(Critical Survey of Contemporary Fiction)

With more than thirty books to his credit, Dick Francis has become a mystery writer with few equals. Almost as a matter of course, his novels rise to the top of the best-seller list upon publication. Once a jockey himself, Francis uses horse racing as an anchor for his various plots. In DECIDER, the story revolves around a racecourse that has seen better days. The family that owns the racecourse must come to a decision on what should become of it. Lord Stratton has died and left his heirs at one another’s throats. The narrator, Lee Morris, is a thirty-five-year-old architect who specializes in the restoration of old homes. He and his wife have six sons, and during each restoration, his family is housed inside a double-decker bus that has been made inhabitable. Morris’ mother had been married at one time to one of Lord Stratton’s sons, and Lord Stratton saw fit to include shares in the racecourse in the settlement when the two got divorced.

Because of a sordid past involving the mistreatment of his mother by her husband at the time, Lee Morris finds himself a stockholder in the Stratton Park Racecourse.
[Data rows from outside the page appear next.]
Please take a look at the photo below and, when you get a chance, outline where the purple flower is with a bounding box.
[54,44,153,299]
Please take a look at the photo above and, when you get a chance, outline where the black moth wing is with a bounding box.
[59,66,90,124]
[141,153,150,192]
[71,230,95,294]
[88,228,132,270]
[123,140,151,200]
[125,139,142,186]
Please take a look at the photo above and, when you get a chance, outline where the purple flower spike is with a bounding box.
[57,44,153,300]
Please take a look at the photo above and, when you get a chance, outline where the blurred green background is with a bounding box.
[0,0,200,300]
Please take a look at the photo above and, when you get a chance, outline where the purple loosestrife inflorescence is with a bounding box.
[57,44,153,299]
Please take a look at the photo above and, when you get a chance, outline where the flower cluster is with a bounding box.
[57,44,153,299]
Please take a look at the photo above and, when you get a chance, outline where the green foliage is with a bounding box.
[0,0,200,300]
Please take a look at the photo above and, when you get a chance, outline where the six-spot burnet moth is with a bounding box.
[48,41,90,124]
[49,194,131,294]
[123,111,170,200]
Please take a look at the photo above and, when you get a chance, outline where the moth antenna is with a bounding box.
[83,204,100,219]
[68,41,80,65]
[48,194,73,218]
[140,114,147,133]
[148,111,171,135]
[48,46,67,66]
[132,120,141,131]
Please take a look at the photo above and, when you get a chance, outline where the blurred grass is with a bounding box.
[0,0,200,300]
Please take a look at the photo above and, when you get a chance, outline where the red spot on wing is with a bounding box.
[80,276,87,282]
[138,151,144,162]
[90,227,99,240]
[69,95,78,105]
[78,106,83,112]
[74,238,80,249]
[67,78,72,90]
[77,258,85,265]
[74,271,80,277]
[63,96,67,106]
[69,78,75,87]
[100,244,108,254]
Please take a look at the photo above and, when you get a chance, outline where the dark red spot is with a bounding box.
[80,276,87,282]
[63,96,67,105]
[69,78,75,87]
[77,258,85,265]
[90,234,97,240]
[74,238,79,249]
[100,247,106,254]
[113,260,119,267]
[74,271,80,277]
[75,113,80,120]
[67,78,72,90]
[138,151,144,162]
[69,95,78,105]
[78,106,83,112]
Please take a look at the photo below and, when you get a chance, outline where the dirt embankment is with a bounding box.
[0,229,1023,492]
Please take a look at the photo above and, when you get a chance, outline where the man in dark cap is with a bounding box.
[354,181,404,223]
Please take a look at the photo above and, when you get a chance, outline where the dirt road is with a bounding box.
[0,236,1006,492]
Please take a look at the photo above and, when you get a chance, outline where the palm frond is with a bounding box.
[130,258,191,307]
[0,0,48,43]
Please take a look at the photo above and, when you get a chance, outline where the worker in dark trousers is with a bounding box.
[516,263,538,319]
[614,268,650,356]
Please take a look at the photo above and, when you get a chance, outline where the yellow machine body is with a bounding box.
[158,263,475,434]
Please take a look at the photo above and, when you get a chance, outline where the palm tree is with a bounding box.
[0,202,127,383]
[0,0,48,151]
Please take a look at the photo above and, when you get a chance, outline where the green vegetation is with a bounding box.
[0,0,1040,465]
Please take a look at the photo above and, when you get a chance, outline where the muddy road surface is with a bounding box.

Francis has created a devious and sinister brood in the Strattons. The matriarch, Marjorie Stratton, seems to be the only member of the family who is forthright and decent. Morris involves himself in the family argument, since he is a shareholder also and has a right to vote his conscience. Before long, though, he and his sons find their lives threatened—they are in the racecourse’s grandstands when a bomb explodes. Morris is positive that one or more of the Strattons is behind the bombing. With intelligent cunning, Morris pushes toward a resolution. As usual with a Francis mystery, the plot is paced with care. The culprit is dealt with accordingly, and Morris can get back to building and being the best father possible. No Francis mystery would be complete without the proper respect being paid to horses and to horse racing. DECIDER will not disappoint the millions of devoted readers of Francis, and may even win over a few new converts to his particular brand of mystery.